Children are entirely egocentric. From the moment they enter our arms, looking squishy, beautiful, and defenseless, we center our world around them. We protect them, we coddle them, we address their needs, we cheer their accomplishments. We do, and do, and do, and do for them throughout the stages of childhood.
In infancy, we must feed, bathe, change, rock, sing, coo, play, and live on their schedule. They don’t live on our schedule, because their needs supersede our wants. Our desires to grocery shop, clean house, cook food, eat food, take a bath, or sleep are not important. Well, they are slightly important, which is why we, as adults, feel like unbathed, unkempt, hungry zombies. The tiniest of the tiny tots comes first, though.

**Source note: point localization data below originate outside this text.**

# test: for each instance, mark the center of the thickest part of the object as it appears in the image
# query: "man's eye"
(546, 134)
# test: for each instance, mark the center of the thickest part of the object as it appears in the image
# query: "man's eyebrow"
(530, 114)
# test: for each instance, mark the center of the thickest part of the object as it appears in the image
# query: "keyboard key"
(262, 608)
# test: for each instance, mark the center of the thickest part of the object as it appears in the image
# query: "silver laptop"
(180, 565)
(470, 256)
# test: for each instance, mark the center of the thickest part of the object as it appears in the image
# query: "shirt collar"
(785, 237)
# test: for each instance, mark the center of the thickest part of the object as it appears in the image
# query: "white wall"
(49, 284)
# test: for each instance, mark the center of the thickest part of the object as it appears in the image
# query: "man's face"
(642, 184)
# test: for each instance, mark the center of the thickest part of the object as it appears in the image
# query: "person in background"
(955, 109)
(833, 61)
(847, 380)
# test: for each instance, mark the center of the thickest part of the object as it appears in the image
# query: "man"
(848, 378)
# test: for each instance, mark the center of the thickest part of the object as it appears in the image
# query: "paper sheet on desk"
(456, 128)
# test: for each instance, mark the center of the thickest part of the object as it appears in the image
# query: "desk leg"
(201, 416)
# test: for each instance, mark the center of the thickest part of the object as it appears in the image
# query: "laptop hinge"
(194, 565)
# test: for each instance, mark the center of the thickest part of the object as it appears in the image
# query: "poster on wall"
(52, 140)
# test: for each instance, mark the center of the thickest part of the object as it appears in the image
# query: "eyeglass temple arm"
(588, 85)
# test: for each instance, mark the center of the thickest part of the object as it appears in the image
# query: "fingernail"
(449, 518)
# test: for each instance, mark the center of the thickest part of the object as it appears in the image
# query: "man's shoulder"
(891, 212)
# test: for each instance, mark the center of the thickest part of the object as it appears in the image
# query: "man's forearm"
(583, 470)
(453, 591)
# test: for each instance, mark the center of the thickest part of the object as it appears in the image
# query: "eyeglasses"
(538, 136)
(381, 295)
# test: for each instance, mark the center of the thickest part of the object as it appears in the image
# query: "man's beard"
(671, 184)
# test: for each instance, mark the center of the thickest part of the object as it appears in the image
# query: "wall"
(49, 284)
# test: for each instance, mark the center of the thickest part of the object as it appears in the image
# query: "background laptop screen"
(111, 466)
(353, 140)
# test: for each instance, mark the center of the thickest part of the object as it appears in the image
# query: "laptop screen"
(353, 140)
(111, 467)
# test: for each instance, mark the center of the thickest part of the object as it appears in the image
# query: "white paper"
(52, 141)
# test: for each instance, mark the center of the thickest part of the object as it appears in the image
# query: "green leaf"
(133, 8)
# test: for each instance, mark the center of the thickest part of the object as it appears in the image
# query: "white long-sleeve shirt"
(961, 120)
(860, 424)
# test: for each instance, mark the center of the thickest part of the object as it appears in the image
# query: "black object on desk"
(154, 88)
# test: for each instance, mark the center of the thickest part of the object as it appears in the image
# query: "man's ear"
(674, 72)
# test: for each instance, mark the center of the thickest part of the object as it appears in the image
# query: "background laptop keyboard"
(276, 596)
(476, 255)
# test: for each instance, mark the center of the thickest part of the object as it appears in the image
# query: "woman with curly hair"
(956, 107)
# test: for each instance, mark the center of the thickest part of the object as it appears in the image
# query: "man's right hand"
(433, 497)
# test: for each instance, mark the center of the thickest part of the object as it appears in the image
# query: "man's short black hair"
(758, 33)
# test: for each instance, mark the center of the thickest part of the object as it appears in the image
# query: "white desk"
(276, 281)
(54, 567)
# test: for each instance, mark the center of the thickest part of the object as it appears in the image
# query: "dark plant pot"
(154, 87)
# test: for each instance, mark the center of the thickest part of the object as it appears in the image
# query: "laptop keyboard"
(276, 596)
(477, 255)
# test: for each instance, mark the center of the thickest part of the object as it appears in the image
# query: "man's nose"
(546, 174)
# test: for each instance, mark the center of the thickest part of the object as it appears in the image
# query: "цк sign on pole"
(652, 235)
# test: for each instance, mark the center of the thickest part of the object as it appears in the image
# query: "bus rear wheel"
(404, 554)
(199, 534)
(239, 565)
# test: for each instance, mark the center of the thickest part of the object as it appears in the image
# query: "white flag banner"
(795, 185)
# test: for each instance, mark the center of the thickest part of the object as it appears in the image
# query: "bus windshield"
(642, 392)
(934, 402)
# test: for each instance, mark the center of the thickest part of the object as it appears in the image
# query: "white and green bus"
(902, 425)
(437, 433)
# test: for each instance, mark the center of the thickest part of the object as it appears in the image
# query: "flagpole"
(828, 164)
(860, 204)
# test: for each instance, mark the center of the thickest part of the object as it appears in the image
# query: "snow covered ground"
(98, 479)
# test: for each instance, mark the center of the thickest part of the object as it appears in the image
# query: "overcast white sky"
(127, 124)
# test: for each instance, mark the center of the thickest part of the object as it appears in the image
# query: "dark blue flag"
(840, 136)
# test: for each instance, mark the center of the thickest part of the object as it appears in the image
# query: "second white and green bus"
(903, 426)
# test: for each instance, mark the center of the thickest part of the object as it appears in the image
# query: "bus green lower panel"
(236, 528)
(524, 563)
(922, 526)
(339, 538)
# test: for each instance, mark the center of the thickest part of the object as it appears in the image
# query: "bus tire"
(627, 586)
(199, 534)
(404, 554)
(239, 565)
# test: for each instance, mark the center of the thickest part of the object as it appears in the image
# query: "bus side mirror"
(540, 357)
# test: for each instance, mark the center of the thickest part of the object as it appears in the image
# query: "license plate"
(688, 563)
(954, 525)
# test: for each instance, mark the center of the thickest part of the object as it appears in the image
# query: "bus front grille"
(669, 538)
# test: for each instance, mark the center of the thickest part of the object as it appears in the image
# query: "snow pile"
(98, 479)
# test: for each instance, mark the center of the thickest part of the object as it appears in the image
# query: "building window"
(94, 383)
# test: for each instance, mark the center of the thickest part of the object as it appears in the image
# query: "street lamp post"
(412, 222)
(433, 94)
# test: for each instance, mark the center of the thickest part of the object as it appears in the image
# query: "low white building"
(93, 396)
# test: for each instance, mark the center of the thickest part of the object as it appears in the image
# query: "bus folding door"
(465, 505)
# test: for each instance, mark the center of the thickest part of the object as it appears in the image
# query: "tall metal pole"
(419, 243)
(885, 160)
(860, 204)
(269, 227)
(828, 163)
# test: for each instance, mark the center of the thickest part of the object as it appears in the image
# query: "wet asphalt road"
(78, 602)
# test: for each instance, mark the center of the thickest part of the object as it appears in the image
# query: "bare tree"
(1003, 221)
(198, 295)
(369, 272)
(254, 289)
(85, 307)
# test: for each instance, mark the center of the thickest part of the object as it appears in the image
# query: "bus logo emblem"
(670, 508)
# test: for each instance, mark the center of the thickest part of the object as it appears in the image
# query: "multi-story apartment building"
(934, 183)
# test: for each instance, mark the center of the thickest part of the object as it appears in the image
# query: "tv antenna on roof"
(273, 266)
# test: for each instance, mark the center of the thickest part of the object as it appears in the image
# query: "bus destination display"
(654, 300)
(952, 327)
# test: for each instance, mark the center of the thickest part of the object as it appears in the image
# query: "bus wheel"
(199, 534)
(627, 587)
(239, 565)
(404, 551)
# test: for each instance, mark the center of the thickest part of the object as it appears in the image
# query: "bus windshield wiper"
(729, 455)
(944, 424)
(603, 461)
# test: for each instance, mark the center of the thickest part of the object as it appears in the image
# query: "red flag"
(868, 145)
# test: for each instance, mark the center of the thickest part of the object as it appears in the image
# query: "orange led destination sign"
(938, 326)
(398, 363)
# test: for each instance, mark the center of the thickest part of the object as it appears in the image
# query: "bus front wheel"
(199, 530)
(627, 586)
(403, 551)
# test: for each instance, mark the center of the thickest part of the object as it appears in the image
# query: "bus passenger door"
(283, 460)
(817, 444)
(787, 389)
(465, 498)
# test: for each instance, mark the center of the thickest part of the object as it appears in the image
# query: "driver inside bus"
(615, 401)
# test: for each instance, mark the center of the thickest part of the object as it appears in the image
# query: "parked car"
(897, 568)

They grow into babies within the first three months, and continue to be babies through their first year of life. They learn to lift their heads, sit up, crawl, pull up, and move. They move, and we–their protectors–move with them. We run, jump, leap, and bound to keep harmful objects, and horrible decisions at bay. Our cheerleading instincts of praise morph into insurmountable pride at their growth throughout this first year of development. We learn to discipline toward the end of year one, and figure out what strategies work to temper the crank. And the crank happens, because, along with their fundamental needs, we inflict upon their curiosity. We force them to realize they are not the pinnacle of our existence, by teaching them to wait, to stop, to slow down, and to follow our rules. We, as parents, start to split focus between ourselves, and the child.

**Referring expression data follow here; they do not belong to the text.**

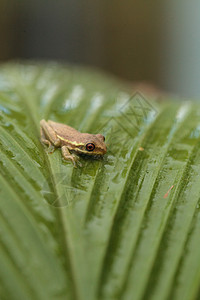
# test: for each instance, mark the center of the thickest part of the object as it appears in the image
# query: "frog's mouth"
(88, 155)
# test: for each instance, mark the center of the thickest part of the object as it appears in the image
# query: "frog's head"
(94, 145)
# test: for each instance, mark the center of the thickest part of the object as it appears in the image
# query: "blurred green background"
(153, 41)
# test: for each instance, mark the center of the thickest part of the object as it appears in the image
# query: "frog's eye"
(90, 147)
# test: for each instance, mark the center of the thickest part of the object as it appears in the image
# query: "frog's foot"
(51, 149)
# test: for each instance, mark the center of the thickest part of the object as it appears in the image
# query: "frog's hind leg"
(48, 135)
(43, 138)
(68, 156)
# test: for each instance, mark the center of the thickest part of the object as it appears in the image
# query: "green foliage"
(109, 229)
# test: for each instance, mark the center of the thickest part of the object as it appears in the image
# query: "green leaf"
(123, 227)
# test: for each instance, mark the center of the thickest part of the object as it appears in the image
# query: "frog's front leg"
(48, 135)
(68, 156)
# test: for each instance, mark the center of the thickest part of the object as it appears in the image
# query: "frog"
(73, 143)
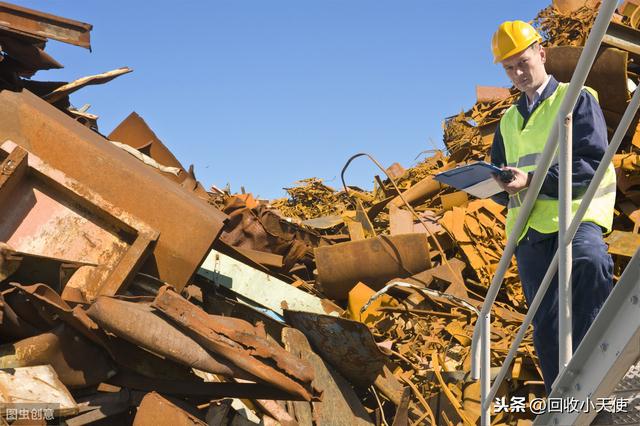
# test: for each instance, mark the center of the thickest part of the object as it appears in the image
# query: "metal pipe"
(485, 372)
(564, 248)
(616, 140)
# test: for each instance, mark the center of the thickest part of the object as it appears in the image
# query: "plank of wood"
(340, 405)
(37, 385)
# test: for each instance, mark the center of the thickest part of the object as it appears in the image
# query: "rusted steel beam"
(240, 343)
(32, 23)
(138, 324)
(159, 411)
(347, 345)
(120, 179)
(78, 362)
(51, 215)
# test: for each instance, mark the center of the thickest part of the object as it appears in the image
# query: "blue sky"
(260, 93)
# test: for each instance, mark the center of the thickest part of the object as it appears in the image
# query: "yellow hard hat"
(512, 37)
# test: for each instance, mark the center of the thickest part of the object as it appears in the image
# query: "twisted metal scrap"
(559, 29)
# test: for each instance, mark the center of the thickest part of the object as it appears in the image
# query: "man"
(518, 142)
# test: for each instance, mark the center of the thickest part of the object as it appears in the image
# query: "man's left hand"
(519, 182)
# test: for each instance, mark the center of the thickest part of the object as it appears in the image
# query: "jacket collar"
(548, 91)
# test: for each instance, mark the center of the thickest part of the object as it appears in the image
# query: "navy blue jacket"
(589, 143)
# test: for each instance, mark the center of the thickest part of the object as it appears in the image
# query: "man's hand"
(519, 182)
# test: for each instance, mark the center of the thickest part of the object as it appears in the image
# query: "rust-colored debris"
(210, 310)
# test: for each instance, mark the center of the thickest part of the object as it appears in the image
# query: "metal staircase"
(612, 345)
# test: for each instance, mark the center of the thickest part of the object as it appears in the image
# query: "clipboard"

Toddlerhood comes into play around this time. Walking turns into sprinting. Hopping turns into leaping. One syllable words turn into full sentences, marked with intelligent thought. They learn color concepts, shape concepts, simple mathematics, and rudiments of the alphabet. We read to them, asking about character emotions, and character actions. We teach them multi-step processes, by expecting tasks to be completed in sequential order. Because of our conversations with our tiny humans, they begin to think critically about the world. They start to make choices, voice their concerns, and ask questions. We help them in their decision making process. We begin structuring discipline to teach them the impact of the choices they make, guiding them in seeing how their decisions impact others. In this time, we instruct elements of autonomy, as diapers give way to potty trained toddlers.

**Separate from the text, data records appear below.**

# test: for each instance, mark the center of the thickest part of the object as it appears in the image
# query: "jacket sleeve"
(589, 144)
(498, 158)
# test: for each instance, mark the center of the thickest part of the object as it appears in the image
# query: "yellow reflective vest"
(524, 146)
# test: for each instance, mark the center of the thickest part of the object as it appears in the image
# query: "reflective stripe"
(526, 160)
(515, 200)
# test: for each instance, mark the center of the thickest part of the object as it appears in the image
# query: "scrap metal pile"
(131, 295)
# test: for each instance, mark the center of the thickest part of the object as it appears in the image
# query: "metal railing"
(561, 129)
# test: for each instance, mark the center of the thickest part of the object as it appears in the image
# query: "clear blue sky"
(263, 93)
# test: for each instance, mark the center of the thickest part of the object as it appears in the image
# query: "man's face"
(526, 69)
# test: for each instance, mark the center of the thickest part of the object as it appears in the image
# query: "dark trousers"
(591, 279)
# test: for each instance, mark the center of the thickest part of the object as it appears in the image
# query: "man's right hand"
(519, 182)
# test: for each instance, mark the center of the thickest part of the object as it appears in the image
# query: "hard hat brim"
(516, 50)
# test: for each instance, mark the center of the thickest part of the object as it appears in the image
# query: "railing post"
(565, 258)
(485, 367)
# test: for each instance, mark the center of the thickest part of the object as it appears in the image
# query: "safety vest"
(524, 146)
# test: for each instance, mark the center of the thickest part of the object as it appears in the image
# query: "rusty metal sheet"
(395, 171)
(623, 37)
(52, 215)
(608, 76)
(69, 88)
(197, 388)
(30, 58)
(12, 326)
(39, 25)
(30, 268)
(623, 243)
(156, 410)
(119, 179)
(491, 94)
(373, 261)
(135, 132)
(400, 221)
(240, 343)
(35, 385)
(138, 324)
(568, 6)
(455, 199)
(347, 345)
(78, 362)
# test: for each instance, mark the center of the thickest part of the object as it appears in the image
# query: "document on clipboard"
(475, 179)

Then the preschool years begin, and we begin questioning not only our parental worth, but our sanity. Every day begins with a question–over four hundred questions, to be precise. Every moment is filled with chatter, because our tiny humans are thinking, interacting, discussing, and learning. Toys become smaller, and living rooms become Lego-ridden mine fields. This is a time filled with constant growth, not only in the mind, but in their clothes, as well. With the growth comes moments of endless joy, and moments of chronic meltdowns. We guide them through independent actions throughout this phase. They learn to complete tasks for themselves, without parental involvement. Chore lists are created, and they feel pride when we praise a job well done.